According to the newspaper, The Reader, at the time of the fires it was generally accepted that they were started deliberately. There was even suspicion that the area damaged happened to “conveniently” be a piece of land caught up in a clash between landowners, town halls and ecologists. Despite a specialist arsonist team being flown in from Madrid and the possible “crime scenes” being sealed off, a lack of evidence meant that any beliefs that the flames were a result of foul play remain speculation. Whilst the cause of both fires continue to be disputed with many yearning for a more “dramatic” answer than a bolt of lightning, a spokesperson for the Emergency Military Unit announced that is was highly likely that the underground roots of the trees and shrub land put out in the first fire continued to burn, and the hot, dry winds caused them to explode into a second wildfire.
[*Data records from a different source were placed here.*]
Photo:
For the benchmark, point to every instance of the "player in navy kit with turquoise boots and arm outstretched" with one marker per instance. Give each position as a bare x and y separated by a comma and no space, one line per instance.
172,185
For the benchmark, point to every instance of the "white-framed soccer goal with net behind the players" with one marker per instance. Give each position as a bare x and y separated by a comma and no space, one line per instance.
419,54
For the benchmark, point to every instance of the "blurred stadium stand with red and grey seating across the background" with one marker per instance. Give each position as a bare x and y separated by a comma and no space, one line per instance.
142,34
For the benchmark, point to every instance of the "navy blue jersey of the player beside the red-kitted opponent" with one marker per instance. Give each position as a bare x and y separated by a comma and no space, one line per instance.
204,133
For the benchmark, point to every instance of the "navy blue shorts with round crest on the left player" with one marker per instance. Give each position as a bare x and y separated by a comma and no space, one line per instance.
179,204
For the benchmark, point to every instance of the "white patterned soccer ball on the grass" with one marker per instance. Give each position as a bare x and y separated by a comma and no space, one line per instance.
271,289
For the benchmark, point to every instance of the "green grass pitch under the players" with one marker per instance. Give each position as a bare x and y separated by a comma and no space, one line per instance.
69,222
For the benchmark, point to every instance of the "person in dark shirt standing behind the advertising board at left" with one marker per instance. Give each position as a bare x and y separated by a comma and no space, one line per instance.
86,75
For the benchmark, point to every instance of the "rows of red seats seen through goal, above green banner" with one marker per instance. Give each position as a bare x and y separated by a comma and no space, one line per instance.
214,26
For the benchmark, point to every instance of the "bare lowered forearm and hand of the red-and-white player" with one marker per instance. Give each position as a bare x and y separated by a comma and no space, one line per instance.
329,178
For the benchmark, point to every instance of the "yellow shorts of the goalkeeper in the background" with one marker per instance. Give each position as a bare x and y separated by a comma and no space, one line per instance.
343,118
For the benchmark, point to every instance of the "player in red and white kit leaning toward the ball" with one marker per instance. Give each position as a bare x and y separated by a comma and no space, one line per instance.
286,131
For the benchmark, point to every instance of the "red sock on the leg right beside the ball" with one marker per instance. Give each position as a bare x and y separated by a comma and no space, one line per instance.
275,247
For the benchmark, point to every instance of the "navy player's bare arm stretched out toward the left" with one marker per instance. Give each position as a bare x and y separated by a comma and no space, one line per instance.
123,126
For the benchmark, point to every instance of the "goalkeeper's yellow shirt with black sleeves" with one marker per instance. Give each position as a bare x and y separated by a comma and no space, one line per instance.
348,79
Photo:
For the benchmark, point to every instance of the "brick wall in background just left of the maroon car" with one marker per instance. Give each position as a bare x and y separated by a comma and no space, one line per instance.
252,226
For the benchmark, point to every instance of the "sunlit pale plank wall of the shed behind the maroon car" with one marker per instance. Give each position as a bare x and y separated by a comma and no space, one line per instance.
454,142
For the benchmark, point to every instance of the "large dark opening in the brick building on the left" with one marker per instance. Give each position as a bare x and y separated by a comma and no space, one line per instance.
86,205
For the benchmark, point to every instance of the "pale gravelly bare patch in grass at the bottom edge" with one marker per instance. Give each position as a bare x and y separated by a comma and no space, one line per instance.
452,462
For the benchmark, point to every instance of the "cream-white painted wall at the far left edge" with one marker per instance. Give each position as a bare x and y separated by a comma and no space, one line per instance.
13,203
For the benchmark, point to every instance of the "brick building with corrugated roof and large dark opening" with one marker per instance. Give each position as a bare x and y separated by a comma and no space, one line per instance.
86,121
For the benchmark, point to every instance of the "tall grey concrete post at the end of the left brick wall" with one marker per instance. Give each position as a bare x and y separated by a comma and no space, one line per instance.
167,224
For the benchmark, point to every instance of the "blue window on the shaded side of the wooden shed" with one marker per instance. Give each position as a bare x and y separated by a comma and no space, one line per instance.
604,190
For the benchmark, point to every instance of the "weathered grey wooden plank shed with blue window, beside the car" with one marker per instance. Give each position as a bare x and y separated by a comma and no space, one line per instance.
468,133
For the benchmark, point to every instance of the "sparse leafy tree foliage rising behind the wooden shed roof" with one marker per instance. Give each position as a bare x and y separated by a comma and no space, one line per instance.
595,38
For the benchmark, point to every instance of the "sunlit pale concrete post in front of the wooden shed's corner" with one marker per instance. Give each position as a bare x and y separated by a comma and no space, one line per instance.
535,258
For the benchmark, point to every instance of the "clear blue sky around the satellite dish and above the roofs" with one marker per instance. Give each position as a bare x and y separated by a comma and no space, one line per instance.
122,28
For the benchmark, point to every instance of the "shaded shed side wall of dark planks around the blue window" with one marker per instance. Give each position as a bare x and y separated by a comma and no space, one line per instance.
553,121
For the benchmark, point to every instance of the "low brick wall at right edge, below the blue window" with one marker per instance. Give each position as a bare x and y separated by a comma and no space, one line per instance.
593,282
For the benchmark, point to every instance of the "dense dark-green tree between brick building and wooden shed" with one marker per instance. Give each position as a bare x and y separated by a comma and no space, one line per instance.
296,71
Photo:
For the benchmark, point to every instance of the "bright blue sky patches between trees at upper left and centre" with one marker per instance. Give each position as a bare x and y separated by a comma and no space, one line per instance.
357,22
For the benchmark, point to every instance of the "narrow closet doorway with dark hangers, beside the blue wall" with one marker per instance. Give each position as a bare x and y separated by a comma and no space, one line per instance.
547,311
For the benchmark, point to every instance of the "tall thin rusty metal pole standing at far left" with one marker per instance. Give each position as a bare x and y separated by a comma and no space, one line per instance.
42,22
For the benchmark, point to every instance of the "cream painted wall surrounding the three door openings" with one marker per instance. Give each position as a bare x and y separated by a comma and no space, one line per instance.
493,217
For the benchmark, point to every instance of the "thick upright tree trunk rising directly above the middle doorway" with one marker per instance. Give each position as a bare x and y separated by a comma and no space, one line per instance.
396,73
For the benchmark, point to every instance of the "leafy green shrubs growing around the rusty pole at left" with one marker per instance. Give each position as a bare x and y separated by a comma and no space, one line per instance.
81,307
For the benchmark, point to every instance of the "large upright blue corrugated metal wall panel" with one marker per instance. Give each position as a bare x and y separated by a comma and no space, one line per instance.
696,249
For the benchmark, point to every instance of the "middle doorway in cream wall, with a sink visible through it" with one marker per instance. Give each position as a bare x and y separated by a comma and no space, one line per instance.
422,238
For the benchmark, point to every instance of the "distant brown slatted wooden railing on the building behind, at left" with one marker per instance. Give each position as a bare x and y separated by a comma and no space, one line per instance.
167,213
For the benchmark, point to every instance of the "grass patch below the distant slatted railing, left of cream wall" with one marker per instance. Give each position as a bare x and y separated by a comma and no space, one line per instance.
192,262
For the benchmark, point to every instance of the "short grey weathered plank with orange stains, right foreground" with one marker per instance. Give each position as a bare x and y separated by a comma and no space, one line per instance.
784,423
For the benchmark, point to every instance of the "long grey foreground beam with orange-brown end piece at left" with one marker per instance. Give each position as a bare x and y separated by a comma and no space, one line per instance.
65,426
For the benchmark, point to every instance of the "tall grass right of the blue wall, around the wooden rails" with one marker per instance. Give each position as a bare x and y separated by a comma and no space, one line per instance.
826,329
Judging by the summer’s shattering blazes, Neilson’s remarks to sciencedaily.com two years ago that, “In the future, catastrophic fire such as those in California may simply be a normal part of the landscape,” seem to bare some truth, not only in America, but in Europe as well. Whilst more research has been carried out and literature written examining the effects global warming is having on wildfires in California, the same life-devastating experiences in countries like Spain are less well-documented. Whilst the actual starting of a wildfire is often an ambiguous guess, ranging from a naïve tourist throwing a cigarette out of the window, to a malicious arsonist out for revenge, the spread and impact of the blazes are less disputable. As the warming climate encourages wildfires to thrive by aiding ignition and spurring them to spread, it is the likes of Matt Edwards and Carol Vanmosel, who describe this summer’s experiences as “a form of grief”, who are the real victims of a tragedy that could have arguably been prevented, if it were not for man’s destructive footprint on the planet.